People are both surprised and not surprised by recent polling which shows the Independence Party at their lowest levels of support ever. Yes, even lower than right after the banks collapsed. On the one hand, this is unsurprising given the bevvy of unpopular policy positions the party has taken up. On the other hand, it is a little bit surprising, given that the Independence Party is more than a political party; it’s an Icelandic cultural institution, and their levels of support are usually pretty stable, even in times of tremendous crisis. Parliamentary elections will be held in 2021, barring any unforeseen circumstances, so it’s entirely possible this situation won’t last long.

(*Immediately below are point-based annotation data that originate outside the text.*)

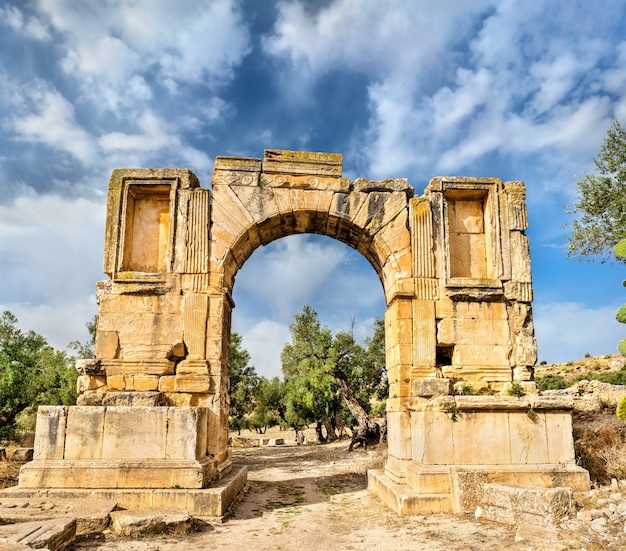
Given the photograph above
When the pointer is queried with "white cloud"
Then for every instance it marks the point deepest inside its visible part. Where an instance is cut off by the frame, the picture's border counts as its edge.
(287, 274)
(31, 26)
(50, 259)
(108, 43)
(51, 120)
(453, 83)
(264, 339)
(568, 330)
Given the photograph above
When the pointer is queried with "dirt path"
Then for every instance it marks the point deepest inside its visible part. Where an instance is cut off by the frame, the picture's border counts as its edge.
(316, 497)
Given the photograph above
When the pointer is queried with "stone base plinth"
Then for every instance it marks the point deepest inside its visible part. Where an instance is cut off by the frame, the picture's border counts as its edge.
(214, 501)
(116, 474)
(444, 450)
(121, 447)
(461, 488)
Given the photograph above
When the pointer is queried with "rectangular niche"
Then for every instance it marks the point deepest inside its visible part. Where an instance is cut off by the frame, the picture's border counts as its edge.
(147, 229)
(469, 234)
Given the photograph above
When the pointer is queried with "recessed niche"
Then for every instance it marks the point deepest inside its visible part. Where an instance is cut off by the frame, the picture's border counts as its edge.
(469, 234)
(147, 229)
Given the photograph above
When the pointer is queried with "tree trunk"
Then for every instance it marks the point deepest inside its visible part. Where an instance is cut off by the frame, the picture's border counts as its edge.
(362, 418)
(330, 430)
(339, 424)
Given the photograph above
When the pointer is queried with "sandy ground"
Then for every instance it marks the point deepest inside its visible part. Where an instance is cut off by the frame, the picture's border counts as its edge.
(316, 497)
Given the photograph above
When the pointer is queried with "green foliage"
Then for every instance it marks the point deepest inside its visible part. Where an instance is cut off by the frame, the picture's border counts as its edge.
(243, 382)
(622, 347)
(620, 411)
(331, 380)
(620, 249)
(516, 389)
(621, 314)
(311, 393)
(85, 350)
(32, 373)
(551, 382)
(269, 409)
(612, 377)
(600, 209)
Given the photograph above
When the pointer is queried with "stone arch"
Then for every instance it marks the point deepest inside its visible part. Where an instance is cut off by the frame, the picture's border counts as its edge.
(455, 269)
(253, 204)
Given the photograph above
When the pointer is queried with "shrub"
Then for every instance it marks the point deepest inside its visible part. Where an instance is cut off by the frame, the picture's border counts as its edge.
(612, 378)
(620, 411)
(516, 389)
(603, 453)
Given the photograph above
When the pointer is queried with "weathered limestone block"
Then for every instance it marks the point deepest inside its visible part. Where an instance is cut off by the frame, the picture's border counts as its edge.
(50, 432)
(107, 344)
(145, 522)
(84, 433)
(519, 504)
(429, 387)
(22, 454)
(53, 534)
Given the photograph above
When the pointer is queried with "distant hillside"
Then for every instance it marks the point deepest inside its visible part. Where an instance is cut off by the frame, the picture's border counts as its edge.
(593, 367)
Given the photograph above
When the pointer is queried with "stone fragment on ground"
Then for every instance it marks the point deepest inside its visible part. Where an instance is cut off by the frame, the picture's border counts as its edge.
(141, 522)
(54, 535)
(91, 515)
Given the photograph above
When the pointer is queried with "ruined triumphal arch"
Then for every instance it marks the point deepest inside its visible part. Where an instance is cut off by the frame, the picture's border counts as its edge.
(151, 420)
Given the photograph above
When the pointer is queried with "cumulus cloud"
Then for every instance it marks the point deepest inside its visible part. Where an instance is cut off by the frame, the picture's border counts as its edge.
(462, 80)
(568, 330)
(50, 260)
(51, 120)
(29, 26)
(187, 42)
(264, 339)
(279, 279)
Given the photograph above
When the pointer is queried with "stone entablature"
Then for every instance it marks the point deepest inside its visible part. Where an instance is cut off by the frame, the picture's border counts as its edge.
(454, 265)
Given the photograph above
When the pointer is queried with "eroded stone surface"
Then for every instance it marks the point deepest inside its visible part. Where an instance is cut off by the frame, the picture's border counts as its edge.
(455, 269)
(150, 521)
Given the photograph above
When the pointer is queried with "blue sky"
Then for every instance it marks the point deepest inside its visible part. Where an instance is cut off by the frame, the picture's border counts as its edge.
(403, 88)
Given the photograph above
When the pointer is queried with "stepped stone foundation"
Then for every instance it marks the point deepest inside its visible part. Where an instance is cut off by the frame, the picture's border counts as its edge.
(454, 265)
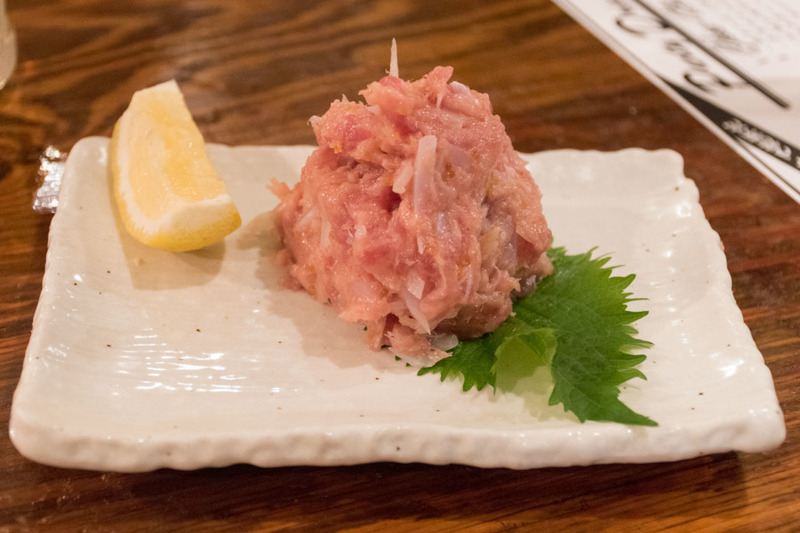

Icelanders took part in the Global Climate Strike held on September 20th, which stands to reason given that the climate crisis is melting our glaciers, which could lead to more volcanic eruptions and earthquakes, and our shorelines are already being drastically affected. Hundreds of Icelanders marched through downtown Reykjavík to Austurvöllur, the square in front of Parliament, to demand the government takes action. Meanwhile on social media, some Icelanders have swallowed the alt-right talking points against Swedish climate activist Greta Thunberg, but these Icelanders are very few and far between, and are largely shouted down by people who actually would rather not see the end of the world in their lifetimes. Imagine that.